I was wondering if there is a name for a particular operation on a square matrix, I am curious as to what the following is called, or if it is used anywhere: Let $A=[a_{ij}]$ be a square $n\times n$ matrix, consider the matrix $$dA=[b_{ij}]:=[a_{ii}+a_{jj}+a_{ij}]$$ For those wondering about the weird notation, suppose I have an Abelian group $G$ and I look at a $1$-cochain $G\rightarrow \mathbb{Z}_2$, and say $G$ is nice, in that it is a vector space over $\mathbb{Z}_2$, and it comes with basis $e_1,\dots, e_n$. In general, a $1$-cochain is not determined by its value on "a basis", but for now, let's suppose we really only care about its value on $e_i$ and $e_i+e_j$. Say $\eta$ is this $1$-cochain, and that $\eta(e_i)=a_{ii}, \eta(e_i+e_j)=a_{ij}$, where $a_{ij}\in \mathbb{Z}_2$. Then, I wish to take it's co-boundary, and I am only interested in its value on pairs of basis elements, that is, I want $$d\eta(e_i,e_j)=\eta(e_i)+\eta(e_i+e_j)+\eta(e_j)$$ Or, if I were to write it as a matrix $$[d\eta]_{ij}=[\eta(e_i)+\eta(e_i+e_j)+\eta(e_j)]=[a_{ii}+a_{ij}+a_{jj}]=dA$$ In the end, I am interested in figuring out whether a given matrix is a co-boundary or not using this notion.

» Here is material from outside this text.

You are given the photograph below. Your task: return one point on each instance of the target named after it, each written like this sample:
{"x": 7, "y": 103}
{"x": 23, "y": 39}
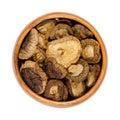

For example, a $2$-cocycle whose class I am interested in determining is the $2$-cocycle $C:\mathbb{Z}_2^8\times \mathbb{Z}_2^8\rightarrow \mathbb{Z}_2$ given by the following matrix $$C=\begin{bmatrix} 0 & 0 & 0 & 0 & 0 & 0 & 0 & 0\\ 0 & 0 & 0 & 0 & 0 & 0 & 0 & 1\\ 0 & 0 & 0 & 0 & 0 & 0 & 0 & 0\\ 0 & 0 & 0 & 0 & 0 & 0 & 0 & 0\\ 0 & 0 & 0 & 0 & 0 & 0 & 0 & 0\\ 0 & 0 & 0 & 0 & 0 & 0 & 0 & 0\\ 0 & 0 & 0 & 0 & 0 & 0 & 0 & 0\\ 0 & 1 & 0 & 0 & 0 & 0 & 0 & 0\\ \end{bmatrix}$$ Is there a matrix $B$ so that $C=dB$, and if so, what is it?